Data Extraction¶
This is another key focus in traffic packets. After finding the key point of the challenge through protocol analysis, how to extract data becomes the next critical issue.
Wireshark¶
Wireshark Automatic Analysis¶
file -> export objects -> http
Manual Data Extraction¶
file->export selected Packet Bytes
tshark¶
As the command-line version of Wireshark, tshark's advantage is its high efficiency. Combined with other command-line tools (awk, grep, etc.) used flexibly, it can quickly locate and extract data, saving the effort of writing complex scripts.
Let's look at the Google CTF 2016 Forensic-200 challenge again. It can be quickly solved using tshark.
what@kali:/tmp$ tshark -r capture.pcapng -T fields -e usb.capdata > data2.txt
what@kali:/tmp$ # awk -F: 'function comp(v){if(v>127)v-=256;return v}{x+=comp(strtonum("0x"$2));y+=comp(strtonum("0x"$3))}$1=="01"{print x,y}' data.txt > data3.txt
what@kali:/tmp$ gnuplot
> plot "data3.txt"
- Step 1: Extract data from the mouse protocol
- Step 2: Convert position coordinates using awk
- Step 3: Generate the graphic
Common Methods¶
tshark -r **.pcap –Y ** -T fields –e ** | **** > data
Usage:
-Y <display filter> packet displaY filter in Wireshark display filter
syntax
-T pdml|ps|psml|json|jsonraw|ek|tabs|text|fields|?
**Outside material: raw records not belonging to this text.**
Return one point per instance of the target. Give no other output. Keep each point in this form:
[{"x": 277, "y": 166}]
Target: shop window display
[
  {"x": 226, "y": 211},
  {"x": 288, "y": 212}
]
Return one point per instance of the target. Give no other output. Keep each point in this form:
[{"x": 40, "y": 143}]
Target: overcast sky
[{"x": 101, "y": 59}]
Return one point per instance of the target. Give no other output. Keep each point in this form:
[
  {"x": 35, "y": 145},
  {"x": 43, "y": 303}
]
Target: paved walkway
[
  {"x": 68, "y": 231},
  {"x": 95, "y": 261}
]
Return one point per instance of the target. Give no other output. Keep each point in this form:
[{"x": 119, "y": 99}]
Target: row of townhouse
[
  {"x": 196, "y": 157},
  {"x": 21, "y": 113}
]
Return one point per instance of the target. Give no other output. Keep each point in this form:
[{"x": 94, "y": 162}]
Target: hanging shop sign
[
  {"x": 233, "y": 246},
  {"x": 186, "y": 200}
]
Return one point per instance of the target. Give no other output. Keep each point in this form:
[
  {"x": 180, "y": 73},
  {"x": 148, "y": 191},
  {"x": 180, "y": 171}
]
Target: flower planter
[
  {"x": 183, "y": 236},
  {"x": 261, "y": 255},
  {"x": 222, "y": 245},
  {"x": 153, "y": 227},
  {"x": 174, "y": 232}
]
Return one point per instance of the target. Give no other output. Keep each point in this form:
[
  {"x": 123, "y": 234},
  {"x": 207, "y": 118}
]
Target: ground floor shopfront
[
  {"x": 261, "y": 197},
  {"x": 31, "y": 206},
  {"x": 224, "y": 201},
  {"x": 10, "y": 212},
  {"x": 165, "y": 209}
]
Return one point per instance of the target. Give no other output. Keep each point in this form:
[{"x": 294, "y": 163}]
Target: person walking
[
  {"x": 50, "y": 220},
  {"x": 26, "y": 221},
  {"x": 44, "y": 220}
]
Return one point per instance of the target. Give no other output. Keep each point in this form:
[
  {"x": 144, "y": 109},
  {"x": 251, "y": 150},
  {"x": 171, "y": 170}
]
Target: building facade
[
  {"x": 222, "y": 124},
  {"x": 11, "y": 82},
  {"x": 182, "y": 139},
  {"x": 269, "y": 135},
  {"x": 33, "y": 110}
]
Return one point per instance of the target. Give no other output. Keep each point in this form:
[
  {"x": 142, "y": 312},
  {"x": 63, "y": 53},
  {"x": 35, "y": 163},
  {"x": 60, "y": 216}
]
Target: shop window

format of text output (def: text)
-e <field> field to print if -Tfields selected (e.g. tcp.port,
_ws.col.Info)
Use the -Y filter (same as Wireshark), then use -T fields -e to specify the data fields to display (e.g., usb.capdata).
tips- If you're unsure about the parameter after
-e, you can obtain it fromwiresharkby right-clicking on the desired data and selecting it.
- If you're unsure about the parameter after
Examples¶
Challenge:
google-ctf-2016 : a-cute-stegosaurus-100
The data in this challenge is hidden very cleverly, and there is an image to mislead. It requires deep familiarity with the tcp protocol, so not many teams solved it at the time — only 26 teams worldwide.
In the tcp segment, there are 6 bits of status control codes, as follows:
- URG: Urgent bit. When URG=1, it indicates that the urgent pointer field is valid, meaning this packet is an urgent packet. It tells the system that there is urgent data in this segment that should be transmitted as soon as possible (equivalent to high-priority data).
- ACK: Acknowledge bit. The acknowledgment number field is only valid when ACK=1, meaning this packet is an acknowledgment packet. When ACK=0, the acknowledgment number is invalid.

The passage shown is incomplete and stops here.